Best comms channel for core dev?

Essential

python-dev and python-committers are where most activity happens. You need to be there to be effective.

Discourse is where a group of us wanted that activity to move but this fell short: the improvements of Discourse weren’t enough to convince mailing list aficionados to switch, since there is some inevitable adaptation curve and perceived feature loss (see xkcd://1172).

Some core developers do prefer Discourse though and post on it more often than on the mailing lists. One particularly popular feature is polling core devs for stuff. So it pays to be here, too.

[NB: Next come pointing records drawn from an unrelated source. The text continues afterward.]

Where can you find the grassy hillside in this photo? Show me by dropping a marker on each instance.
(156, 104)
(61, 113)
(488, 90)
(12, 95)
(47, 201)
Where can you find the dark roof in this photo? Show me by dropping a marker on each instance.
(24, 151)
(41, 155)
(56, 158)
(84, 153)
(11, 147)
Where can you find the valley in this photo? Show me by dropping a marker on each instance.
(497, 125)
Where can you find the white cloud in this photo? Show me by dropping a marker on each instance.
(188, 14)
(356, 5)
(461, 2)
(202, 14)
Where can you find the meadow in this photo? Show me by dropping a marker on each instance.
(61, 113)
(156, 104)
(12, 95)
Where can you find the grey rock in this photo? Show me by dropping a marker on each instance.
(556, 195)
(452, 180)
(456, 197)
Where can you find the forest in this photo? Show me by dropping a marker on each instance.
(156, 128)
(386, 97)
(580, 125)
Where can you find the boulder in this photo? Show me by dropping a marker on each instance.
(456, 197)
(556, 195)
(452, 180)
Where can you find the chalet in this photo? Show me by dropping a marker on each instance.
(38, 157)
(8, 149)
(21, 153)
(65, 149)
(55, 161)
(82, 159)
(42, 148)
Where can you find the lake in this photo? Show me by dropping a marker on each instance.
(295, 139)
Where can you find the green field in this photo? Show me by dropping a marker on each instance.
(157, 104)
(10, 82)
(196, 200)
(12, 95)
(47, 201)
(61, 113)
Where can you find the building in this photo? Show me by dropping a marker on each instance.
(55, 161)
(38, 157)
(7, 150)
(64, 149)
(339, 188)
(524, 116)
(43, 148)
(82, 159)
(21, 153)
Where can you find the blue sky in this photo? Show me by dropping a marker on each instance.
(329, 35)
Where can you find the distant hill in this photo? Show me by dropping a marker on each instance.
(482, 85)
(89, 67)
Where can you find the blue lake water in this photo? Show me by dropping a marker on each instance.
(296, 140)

It’s not great to have two channels and this was discussed this week. No decisions AFAICT.

Helpful

Python Core Devs Discord is pretty confusingly similarly named to Discourse so people keep confusing the two in conversations. What it is is a realtime chat to talk to other core devs. It’s invite-only, available to core devs, triagers, and mentees only. Since it’s not open and timezones make it impossible for everybody to interact on equal terms, nothing really gets decided on it. But if you want to pick somebody’s brain quickly, or poke them to review your pull request, or rant about Linux distributions not using PIE, or show off your new widescreen monitor, this is the place to be :sunglasses:

Note that the Python Core Devs Discord is separate from the massively popular user-oriented Python Discord. I’m there too but it’s unrelated to core development work.

Not important

IRC is legacy. There is few people there and unless they got some Matrix integration, conversations get interrupted and lost when people disconnect. We keep it, I’m on it, but I think it’s fair to say that it died with Freenode.

Zulip is kind of a sad story since it’s written in Python, open source, and kind of fills the same space as Discord. Sadly it didn’t win people’s hearts and so multiple times we discussed whether to continue using it and we finally decided that Zulip failed.